Senate

Schumer under pressure from Democrats, GOP on China bill

Senate Majority Leader Charles Schumer’s (D-N.Y.) bipartisan bill seeking to improve U.S. competitiveness with China and other countries is attracting barbs from Republicans and progressives alike.

The measure — which is supposed to be a major bipartisan accomplishment for President Biden — now faces a threat of being stalled until after the Memorial Day recess, which would in turn delay the rest of the packed Democratic agenda.

Republicans are threatening to derail the legislation because they’re not getting enough votes on their amendments, including one sponsored by Sen. Mike Crapo (R-Idaho) to extend trade preferences and tariff relief.

Other Republicans are also demanding votes on their pet priorities. One lawmaker, Sen. Mike Lee (R-Utah), has offered nearly 100 amendments to the bill.

Schumer, however, insists he’s going to stay on schedule.

“We are moving forward in the most bipartisan way that I can, and I’m confident we’re going to pass the bill this week,” he said.

At the same time, the Democratic leader is getting pressure from Sen. Bernie Sanders (I-Vt.) to add conditions to the $52 billion Schumer and other Democrats want to send to U.S. semiconductor manufacturers facing fierce foreign competition.

Sanders says giving $52 billion to Intel and other major semiconductor producers is “corporate welfare.” He wants the federal government to get “a piece of the action” from any future profits reaped by those companies if they receive taxpayer-funded assistance.

“There has to be some negotiation and the taxpayers have got to get something in return,” Sanders said Tuesday.

Sanders is also complaining about language in the bill authorizing $10 billion to Blue Origin, the space flight company founded by Jeff Bezos that recently lost out on a multibillion-dollar NASA contract to SpaceX, which is led by Elon Musk.

The $10 billion authorization is a priority of Senate Commerce Committee Chairwoman Maria Cantwell (D) who represents Kent, Wash., where Blue Origin is headquartered.
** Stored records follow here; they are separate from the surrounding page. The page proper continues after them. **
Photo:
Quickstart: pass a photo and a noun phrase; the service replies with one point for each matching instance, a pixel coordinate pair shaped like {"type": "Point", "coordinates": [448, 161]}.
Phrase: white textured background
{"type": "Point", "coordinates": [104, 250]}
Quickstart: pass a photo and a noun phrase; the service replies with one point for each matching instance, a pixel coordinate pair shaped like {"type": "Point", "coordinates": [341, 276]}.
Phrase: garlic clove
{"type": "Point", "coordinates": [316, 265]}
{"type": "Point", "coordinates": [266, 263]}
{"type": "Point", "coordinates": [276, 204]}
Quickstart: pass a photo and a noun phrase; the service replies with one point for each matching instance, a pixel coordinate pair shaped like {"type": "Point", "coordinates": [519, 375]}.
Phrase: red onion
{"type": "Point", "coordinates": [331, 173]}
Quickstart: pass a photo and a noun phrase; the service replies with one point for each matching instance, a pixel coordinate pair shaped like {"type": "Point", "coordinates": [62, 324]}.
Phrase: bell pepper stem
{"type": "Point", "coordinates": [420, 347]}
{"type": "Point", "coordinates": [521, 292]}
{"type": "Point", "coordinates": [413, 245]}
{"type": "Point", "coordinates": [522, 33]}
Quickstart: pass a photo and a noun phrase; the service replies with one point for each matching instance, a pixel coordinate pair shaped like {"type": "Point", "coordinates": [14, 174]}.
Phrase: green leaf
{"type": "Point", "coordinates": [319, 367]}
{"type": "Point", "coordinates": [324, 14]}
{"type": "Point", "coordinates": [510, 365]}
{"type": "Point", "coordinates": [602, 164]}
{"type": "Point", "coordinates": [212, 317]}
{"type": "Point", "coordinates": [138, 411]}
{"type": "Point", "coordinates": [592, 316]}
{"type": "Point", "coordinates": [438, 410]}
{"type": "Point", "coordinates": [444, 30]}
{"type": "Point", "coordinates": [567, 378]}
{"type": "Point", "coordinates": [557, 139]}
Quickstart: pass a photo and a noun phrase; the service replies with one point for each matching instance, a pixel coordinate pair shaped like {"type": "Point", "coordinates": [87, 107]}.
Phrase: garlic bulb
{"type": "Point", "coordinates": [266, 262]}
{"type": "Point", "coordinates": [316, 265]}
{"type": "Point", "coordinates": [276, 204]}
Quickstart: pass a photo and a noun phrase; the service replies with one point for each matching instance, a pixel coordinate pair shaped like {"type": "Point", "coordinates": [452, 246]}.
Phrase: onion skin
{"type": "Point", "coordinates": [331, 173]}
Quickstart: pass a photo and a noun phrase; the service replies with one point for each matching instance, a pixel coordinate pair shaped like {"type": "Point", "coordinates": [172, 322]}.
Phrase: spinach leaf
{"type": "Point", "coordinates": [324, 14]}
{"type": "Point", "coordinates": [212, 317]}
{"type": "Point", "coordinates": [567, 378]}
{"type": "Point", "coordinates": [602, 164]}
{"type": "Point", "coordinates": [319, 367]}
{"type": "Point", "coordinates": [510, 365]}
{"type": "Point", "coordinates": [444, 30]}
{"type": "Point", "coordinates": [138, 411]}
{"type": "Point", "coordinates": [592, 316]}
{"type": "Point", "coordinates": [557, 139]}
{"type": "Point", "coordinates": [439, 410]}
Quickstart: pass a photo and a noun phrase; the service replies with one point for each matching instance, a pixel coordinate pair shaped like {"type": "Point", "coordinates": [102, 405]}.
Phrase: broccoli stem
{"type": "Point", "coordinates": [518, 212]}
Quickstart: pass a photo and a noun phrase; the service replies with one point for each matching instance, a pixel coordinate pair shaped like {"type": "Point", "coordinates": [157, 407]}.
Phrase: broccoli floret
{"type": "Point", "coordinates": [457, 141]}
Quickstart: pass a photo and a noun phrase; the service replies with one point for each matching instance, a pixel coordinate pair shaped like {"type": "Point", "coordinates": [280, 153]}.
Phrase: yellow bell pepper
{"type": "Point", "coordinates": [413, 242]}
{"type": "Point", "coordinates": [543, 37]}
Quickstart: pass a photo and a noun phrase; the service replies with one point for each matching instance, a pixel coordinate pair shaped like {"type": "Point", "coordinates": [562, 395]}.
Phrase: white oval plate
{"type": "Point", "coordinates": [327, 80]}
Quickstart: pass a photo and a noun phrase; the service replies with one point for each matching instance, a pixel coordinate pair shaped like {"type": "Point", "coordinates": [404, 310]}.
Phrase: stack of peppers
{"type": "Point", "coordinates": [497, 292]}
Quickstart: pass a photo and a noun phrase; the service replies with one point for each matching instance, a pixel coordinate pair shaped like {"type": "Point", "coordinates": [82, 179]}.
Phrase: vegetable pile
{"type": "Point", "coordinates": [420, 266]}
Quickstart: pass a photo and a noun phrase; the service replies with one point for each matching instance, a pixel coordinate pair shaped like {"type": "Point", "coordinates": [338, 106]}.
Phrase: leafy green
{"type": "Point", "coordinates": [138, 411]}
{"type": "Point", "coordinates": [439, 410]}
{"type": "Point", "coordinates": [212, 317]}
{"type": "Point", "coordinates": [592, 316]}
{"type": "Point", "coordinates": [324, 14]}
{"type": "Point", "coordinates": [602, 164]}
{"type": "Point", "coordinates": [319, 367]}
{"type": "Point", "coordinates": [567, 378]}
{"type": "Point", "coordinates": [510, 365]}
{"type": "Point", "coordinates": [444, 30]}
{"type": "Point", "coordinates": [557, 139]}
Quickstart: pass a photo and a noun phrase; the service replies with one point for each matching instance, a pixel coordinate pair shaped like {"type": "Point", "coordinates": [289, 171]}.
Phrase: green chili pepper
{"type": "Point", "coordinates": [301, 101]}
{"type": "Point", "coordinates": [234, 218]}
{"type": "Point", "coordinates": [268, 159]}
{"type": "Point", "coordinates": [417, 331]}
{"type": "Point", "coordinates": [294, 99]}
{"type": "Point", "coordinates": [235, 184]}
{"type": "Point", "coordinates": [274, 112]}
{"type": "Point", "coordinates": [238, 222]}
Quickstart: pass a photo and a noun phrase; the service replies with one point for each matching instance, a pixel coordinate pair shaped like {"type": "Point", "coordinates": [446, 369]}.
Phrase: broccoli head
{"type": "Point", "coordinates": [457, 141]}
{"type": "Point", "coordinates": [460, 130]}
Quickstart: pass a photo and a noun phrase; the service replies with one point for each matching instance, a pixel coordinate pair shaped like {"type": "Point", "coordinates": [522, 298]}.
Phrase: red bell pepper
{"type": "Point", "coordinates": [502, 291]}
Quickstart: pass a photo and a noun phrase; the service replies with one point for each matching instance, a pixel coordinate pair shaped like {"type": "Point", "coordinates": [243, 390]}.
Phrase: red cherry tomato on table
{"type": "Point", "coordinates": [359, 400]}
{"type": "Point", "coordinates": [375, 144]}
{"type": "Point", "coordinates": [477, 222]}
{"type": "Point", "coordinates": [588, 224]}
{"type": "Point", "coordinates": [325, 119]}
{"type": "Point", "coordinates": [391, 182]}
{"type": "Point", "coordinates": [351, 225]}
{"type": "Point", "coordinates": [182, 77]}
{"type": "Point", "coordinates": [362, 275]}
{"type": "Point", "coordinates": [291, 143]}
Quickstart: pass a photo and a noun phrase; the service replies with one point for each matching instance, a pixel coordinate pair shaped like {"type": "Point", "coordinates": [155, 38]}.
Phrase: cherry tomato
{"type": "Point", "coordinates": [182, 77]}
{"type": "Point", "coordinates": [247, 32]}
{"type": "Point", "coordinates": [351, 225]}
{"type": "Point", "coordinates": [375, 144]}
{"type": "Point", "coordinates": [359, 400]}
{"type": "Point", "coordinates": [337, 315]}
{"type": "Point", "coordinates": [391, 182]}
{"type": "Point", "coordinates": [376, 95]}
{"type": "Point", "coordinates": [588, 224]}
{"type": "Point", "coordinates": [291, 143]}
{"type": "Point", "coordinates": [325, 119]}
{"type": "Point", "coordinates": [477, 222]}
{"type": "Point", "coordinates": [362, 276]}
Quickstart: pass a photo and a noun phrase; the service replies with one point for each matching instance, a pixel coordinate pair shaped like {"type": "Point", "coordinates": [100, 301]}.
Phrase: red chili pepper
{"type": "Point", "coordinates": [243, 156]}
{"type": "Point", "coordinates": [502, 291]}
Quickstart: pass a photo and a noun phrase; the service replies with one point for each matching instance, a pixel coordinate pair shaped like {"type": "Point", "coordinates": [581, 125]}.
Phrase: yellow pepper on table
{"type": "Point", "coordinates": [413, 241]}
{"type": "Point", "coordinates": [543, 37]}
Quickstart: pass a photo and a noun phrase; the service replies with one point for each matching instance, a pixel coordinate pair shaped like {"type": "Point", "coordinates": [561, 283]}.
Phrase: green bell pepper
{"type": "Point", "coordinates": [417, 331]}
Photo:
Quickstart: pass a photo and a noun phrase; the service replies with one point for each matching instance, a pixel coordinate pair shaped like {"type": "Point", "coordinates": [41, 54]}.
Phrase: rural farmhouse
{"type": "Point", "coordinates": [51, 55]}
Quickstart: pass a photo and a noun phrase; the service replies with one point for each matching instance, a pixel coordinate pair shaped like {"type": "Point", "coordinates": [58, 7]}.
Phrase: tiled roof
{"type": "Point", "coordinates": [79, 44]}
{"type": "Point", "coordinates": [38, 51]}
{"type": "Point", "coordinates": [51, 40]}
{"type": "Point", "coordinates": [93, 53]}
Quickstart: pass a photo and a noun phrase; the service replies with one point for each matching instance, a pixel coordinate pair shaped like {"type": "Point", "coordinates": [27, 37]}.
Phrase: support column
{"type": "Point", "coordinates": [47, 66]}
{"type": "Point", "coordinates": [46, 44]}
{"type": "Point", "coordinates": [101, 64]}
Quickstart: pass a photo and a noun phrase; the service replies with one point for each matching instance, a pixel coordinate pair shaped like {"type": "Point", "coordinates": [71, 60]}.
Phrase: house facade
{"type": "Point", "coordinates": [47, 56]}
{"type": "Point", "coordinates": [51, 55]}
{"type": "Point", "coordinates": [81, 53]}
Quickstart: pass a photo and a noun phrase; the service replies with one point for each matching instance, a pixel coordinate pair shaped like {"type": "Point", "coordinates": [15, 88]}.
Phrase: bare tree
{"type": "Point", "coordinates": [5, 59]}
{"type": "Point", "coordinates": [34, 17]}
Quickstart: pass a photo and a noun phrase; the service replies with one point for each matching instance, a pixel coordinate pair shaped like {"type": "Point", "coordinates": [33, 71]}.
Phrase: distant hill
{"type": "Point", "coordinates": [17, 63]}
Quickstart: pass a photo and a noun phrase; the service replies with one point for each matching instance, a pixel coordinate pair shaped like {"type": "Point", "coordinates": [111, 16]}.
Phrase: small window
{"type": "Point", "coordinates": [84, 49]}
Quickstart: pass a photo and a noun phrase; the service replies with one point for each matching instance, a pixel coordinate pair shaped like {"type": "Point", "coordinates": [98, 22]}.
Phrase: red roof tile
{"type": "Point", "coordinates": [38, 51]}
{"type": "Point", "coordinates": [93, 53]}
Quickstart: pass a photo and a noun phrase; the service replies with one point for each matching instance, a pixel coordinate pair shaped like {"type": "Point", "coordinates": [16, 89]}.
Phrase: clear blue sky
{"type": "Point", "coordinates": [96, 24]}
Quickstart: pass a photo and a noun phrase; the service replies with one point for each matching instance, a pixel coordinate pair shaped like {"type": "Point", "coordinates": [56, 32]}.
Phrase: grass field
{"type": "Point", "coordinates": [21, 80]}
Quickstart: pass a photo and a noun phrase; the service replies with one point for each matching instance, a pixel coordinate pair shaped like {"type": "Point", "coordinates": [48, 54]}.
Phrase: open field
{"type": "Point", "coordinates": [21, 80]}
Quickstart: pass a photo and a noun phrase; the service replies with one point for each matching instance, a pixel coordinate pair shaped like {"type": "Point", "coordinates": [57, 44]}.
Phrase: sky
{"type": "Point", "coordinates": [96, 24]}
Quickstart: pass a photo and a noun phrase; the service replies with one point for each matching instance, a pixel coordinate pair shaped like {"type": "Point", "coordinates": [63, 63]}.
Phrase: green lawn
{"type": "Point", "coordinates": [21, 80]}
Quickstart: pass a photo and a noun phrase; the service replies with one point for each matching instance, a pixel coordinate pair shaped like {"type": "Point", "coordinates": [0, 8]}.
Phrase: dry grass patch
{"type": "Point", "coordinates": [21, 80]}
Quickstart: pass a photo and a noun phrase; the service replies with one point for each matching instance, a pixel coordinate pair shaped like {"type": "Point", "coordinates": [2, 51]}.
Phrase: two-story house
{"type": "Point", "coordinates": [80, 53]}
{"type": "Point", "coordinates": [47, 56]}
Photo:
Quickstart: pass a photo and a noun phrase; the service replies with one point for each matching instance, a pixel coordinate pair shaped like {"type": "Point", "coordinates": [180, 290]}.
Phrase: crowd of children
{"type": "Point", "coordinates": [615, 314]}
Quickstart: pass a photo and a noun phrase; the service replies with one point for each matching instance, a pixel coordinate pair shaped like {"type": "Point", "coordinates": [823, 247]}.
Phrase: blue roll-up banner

“I worry very much that what we are seeing now is two of the wealthiest people in this country, Mr. Elon Musk and Mr. Bezos, deciding that they are going to take control over our space industry,” Sanders grumbled on the Senate floor.

“I have got a real problem with the authorization of $10 billion going to somebody who, among other things, is the wealthiest person in this country,” he said.

Senate Minority Whip John Thune (R-S.D.) warned Tuesday that Schumer wouldn’t collect enough Republican votes to pass the bill by the Memorial Day recess, which begins at week’s end, unless he gives ground on Republican amendments.

“We’ve got a lot of unhappy campers right now that they haven’t been able to get a chance to get a vote on an amendment or get an amendment included in the package,” Thune said.

He said if Schumer tries to hold a vote to end debate and proceed to a final up-or-down vote, “it would fail right now.”

Thune said Republicans are angry that a deal between Senate Finance Committee Chairman Ron Wyden (D-Ore.) and Crapo, the ranking Republican on the panel, that would have extended trade preferences and tariff relief was not added to the U.S. Innovation and Competition Act, the new name of the competitiveness bill that was initially called the Endless Frontier Act.

Schumer rejected the deal between Wyden and Crapo because it included the extension of the Generalized System of Preferences and the Miscellaneous Tariff Bill, trade provisions favored by the business community.

Instead, Schumer teamed with Wyden to offer an amendment to the Endless Frontier Act that would include the chiefly Democratic priorities under the Finance panel’s jurisdiction and not the trade provision that Crapo and business interests want.

Thune said Schumer is also resisting a vote on a Crapo amendment to add the trade provisions back to the legislation.

He added Wyden and Crapo had a deal and “Schumer yanked it.”

Schumer on Tuesday when asked about Crapo’s amendment insisted that he has been generous in giving Republicans votes on their amendments but declared he is drawing the line on proposals “that are totally unrelated to the bill.”

“We’ve been so bipartisan. I haven’t seen anything like it in all the years [Sen. Mitch] McConnell was leader where we have been so open to the process. Today we just offered them four more Republican amendments,” he said.

Schumer agreed to votes on a Crapo amendment to limit Biden’s authority to modify trade agreements, as well as an amendment sponsored by Sen. Rand Paul (R-Ky.) to prohibit the National Institutes of Health from funding research on increasing the transmissibility of pathogens to humans and an amendment sponsored by Sen. Joni Ernst (R-Iowa) to prohibit federal funding from going to the Wuhan Institute of Virology.

Schumer is also giving ground to Sanders’s demand that taxpayers be able to reap a return on investment from any assistance given to domestic semiconductor manufacturers.

“We shouldn’t be giving out $53 billion to some very large profitable corporations and get nothing in return, so we’re talking about warrants where we would get a piece of the action,” Sanders told The Hill on Tuesday before bringing up the issue at a lunchtime meeting of the Senate Democratic Caucus.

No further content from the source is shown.